Capeletti, une des mentalités les plus basses que j’ai connues, était spécialiste de ces attentats. Grand ferrailleur en outre, le couteau toujours tiré en bataille, il cherchait toute occasion d’inspirer la terreur. Avec çà, inverti, actif et passif, surtout passif. Comme circonstance atténuante, il était entré tout enfant, vers sept ou huit ans, je crois, dans les maisons de correction où il était resté illettré.

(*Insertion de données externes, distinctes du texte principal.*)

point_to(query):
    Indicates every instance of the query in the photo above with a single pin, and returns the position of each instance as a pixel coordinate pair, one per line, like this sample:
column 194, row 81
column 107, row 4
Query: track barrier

Je connaissais par le détail la tentative de vol à main armée qu’il avait commise à Valence, d’où je venais moi-même, et pour laquelle il avait été condamné à vingt ans. (…) Un jour, à l’île Saint Joseph où il était interné, Capeletti qui était surveillé en raison d’une récente tentative d’empoisonnement contre J… et F…, qu’il savait posséder quelques centaines de francs, fut surpris par J… au moment où les gamelles rangée autour du plat venaient d’être servies, à glisser ce qui ne pouvait être autre chose que du poison dans la gamelle. Sans crier gare, J… et F… se ruèrent sur lui et sans arrêt lui plongèrent plusieurs fois chacun leur couteau dans le dos et dans la poitrine. Cependant que Capeletti éperdue fuyait au fond de la case. Là, déjà frappé à mort et s’étant effondré sur le bat-flanc, il cria dans un reste de force à ses meurtriers : « Assassins, assassins », J… revint alors et le frappa jusqu’à ce qu’il eut fini de respirer, ce qui d’ailleurs ne tarda pas. Capeletti mourut complètement exsangue. Ce fut un soulagement, une satisfaction générale sur le camp. Cependant, un chien à qui fut donné du contenu de la gamelle, en creva. J… et F… demandèrent que l’analyse indispensable fut faite. Mais comme au bagne il y a toujours quelqu’un d’intéressé à ce qu’un autre soit condamné, tant parmi l’élément pénal que parmi l’élément administratif, le contenu de la gamelle fut jeté et remplacé et l’analyse fut naturellement négative. Ce qui permit à l’Administration de faire condamner J… qui était parmi ses bêtes noires et F… à cinq et trois ans de réclusion.

le tribunal maritime spécialNous pouvons retrouver l’histoire du meurtre de Capeletti dans la correspondance de Jacob avec sa mère,  dans la biographie d’Alain Sergent mais également dans le dossier de bagne du matricule 34777 conservé aux Archives de l’Outre Mer à Aix en Provence (H 4098/34777 et H 1481) ainsi que dans les minutes du Tribunal Maritime Spécial de Saint Laurent du Maroni qui a à juger Jacob et Ferrand. Le 5 octobre 1909, cette institution pénitentiaire condamne Jacob à cinq ans de réclusion. Un deuxième procès, le 13 avril 1910, ramène cette peine à deux ans. Jacob échappe à la peine capitale en prouvant la tentative d’empoisonnement dont il fut victime. Mais c’est un mort-vivant qui, le 7 juin 1912, sort des cachots de l’île Saint Joseph.